In cases of fulminant myocarditis with severe cardiogenic shock, the recommendation is to start MCS as a bridge to transplant or recovery (11). The early implantation of MCS in the form of VA-ECMO or a percutaneous BiVAD restored vital organ perfusion and allowed time for investigation and initiation of definitive management. There were limited reports describing the use of MCS devices for fulminant myocarditis in MIS-A associated with SARS-CoV-2 (5, 12, 13). To our knowledge, there were only three cases of MIS-A associated with SARS-CoV-2 with fulminant myocarditis that required ECMO and four cases that required intra-aortic balloon pump (5, 12–14). The reported duration of MCS ranged between 5 and 50 days, whereas in this case series, the duration was between 3 and 8 days.

It is important to state that in the presented series, MCS was not limited to ECMO, but rather included appropriate MCS devices such as the ventricle-unloading devices whose utilization expedited recovery of cardiac function. In cases 1 and 3, VA-ECMO was implanted as the patients were in a profoundly metabolically deranged state secondary to cardiogenic shock from severe biventricular dysfunction refractory to medical therapy. In case 2, only an LVAD was implanted as RV was not severely dysfunctional.
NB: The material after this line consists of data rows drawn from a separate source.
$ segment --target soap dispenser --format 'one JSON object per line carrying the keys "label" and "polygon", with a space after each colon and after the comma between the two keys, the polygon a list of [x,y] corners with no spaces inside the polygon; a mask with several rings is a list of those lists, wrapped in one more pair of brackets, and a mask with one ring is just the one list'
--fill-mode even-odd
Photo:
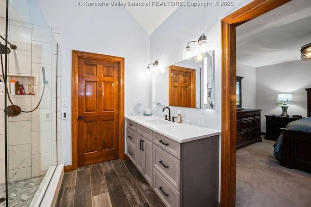
{"label": "soap dispenser", "polygon": [[180,111],[177,111],[177,123],[180,124],[181,121],[182,121],[182,118],[181,117],[181,112]]}

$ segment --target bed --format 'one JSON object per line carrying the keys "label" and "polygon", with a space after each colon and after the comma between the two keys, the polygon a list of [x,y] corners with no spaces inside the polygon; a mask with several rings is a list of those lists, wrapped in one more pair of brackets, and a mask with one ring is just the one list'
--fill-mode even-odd
{"label": "bed", "polygon": [[290,123],[274,144],[280,165],[311,172],[311,88],[307,93],[308,117]]}

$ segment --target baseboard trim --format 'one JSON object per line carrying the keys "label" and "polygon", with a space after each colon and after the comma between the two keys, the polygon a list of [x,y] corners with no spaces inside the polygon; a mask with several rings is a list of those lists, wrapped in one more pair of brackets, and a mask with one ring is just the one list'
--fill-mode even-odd
{"label": "baseboard trim", "polygon": [[63,177],[64,164],[61,164],[56,166],[40,206],[54,207],[55,206]]}
{"label": "baseboard trim", "polygon": [[73,171],[74,170],[72,170],[72,165],[65,166],[65,167],[64,168],[64,170],[65,173]]}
To decrease the risk of complication from VA-ECMO, our center adopted a “short-term run” protocol for VA ECMO preferring early conversion to ventricle-unloading MCS devices as bridge to recovery or cardiac transplantation.
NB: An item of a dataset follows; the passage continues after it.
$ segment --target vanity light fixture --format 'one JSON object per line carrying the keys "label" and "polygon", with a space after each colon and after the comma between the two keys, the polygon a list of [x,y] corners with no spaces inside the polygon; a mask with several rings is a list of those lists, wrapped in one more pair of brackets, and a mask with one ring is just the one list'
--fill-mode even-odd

In conclusion, it appears reasonable to treat the patient with fulminant myocarditis in SARS-CoV-2-associated MIS-A with high-dose corticosteroid “pulse” therapy in order to suppress the inflammatory response and MCS to correct initial metabolic derangement and reestablish/maintain vital organ perfusion. Addition of IVIG and other immunomodulators should be assessed in a case-by-case basis especially considering the associated cost resource allocation.